In the past, military expenditure and war have pulled economies out of recession, but this outcome is by no means automatic.
In 1971, attempts by the US government to increase expenditure on the Vietnam War led to a surge in inflation, a blow-out in the US trade deficit, the devaluation of the US dollar and a drastic reduction in military expenditure.
To understand why military expenditure can have such contradictory effects, it is necessary to look at how the world economy has changed between the 1930s and today.
In the 1930s, the world economy was plagued by the depression massive unemployment and negative or zero growth rates.
Some economists, such as John Maynard Keynes, came to realise that recovery was not possible without extraordinary increases in state expenditure.
But to do this required a "largely state controlled, if not planned economic system".
Such a change did not occur in any of the Western countries until the establishment of war economies.
What mattered was not the maximisation of profits but an absolute increase in industrial capacity.
In the US and Europe, the state took control of investment decisions and pushed through a plan of industrial expansion.
By 1943, the US government was responsible for 90% of investment.
After the war, state intervention and spending was curtailed, but not to pre-war levels, as the West and the USSR competed militarily.
A by-product of this competition was that the world economy grew continually between 1950 and 1974, seemingly contradicting Karl Marx's prediction of continuing crisis.
The Marxist economist Mike Kidron developed the theory of the "permanent arms economy" to explain the changed state of affairs.
According to this theory, a combination of state control and high military expenditure propped up the world economy.
In the USSR, where state control was absolute, investment could be pushed through regardless of profit rates, enabling the USSR to grow quickly despite devoting around 20% of its total output to arms.
By wasting huge amounts of resources, military expenditure slowed down the rate of capital accumulation to a level the world economy could absorb.

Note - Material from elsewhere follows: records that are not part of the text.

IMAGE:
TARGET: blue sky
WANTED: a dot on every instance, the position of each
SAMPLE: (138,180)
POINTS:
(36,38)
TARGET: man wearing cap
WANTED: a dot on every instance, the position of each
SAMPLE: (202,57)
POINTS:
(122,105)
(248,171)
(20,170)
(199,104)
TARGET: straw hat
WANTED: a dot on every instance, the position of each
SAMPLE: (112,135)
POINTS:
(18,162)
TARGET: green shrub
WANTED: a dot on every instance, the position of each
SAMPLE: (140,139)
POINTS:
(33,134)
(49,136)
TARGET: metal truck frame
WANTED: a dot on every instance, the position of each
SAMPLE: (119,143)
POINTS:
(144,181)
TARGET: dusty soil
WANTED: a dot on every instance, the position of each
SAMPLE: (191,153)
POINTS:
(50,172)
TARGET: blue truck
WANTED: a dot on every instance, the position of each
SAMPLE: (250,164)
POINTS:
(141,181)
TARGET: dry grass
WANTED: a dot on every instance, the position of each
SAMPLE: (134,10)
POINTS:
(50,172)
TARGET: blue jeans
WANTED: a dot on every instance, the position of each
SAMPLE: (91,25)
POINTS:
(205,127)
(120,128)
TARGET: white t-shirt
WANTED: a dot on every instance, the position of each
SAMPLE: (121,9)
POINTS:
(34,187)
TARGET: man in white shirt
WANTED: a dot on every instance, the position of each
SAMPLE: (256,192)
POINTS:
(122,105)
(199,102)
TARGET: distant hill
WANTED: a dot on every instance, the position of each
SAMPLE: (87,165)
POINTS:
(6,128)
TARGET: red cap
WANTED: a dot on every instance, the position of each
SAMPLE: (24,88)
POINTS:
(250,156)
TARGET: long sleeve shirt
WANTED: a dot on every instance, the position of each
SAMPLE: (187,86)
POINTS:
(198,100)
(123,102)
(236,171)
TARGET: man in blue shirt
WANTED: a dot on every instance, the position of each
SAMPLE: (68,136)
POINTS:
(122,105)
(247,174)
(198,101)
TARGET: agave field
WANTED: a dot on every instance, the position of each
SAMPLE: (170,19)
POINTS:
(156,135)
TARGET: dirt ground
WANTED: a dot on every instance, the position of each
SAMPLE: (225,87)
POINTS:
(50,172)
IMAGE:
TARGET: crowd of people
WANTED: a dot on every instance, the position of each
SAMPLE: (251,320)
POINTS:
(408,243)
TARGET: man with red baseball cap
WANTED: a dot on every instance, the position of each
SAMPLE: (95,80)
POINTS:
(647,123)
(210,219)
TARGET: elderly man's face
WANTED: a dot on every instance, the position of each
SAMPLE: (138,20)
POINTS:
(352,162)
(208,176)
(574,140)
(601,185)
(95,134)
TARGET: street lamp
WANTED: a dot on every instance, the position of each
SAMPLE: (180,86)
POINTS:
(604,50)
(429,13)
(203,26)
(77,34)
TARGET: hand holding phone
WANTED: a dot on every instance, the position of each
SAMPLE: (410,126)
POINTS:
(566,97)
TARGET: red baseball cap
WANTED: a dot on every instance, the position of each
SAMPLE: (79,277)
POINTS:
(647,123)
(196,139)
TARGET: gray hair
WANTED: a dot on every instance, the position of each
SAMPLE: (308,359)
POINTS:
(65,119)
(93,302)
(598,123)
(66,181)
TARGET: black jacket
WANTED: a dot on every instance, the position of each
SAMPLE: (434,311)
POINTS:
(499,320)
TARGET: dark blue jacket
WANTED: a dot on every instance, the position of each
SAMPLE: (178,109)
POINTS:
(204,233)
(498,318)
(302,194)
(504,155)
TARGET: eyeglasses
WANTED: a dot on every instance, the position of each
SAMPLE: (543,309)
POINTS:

In this way, it offset Marx's prediction of falling profit rates caused by capital accumulation proceeding quicker than economic growth.
However, this state of affairs could not continue indefinitely. Throughout the boom of 1950-74, states such as West Germany and Japan began to challenge the US economically.
In these countries, there was a high level of state control, but low military expenditure, enabling rapid growth.
By the mid 1960s, West German and Japanese exports began to undercut US exports in key areas of manufacturing, forcing the US to cut military expenditure to stay in the race.
There was a long term decline in world military expenditure it fell from 7% of world output in 1953 to less than 3% in the 1970s.
This decrease in arms expenditure led to an end of the "permanent arms economy" and renewed economic crisis in 1974.
Since then we have seen major economic crisis in the early 1980s, the early 1990s and in 2001-2002.
Today the US military budget is rising again. But it is unlikely it can stave off economic crisis.
Today, the massive military budget of the US is only a fraction of the Cold War levels, at around 5% of national income compared to 13% in the early 1950s.
Secondly, the US will be undercut by its major competitors, who spend less on arms, unless it can also force them to increase their military budgets. This is why the US is building its new National Missile Defence system to force its economic and strategic rivals to increase their spending on arms.
From Green Left Weekly, July 9, 2003.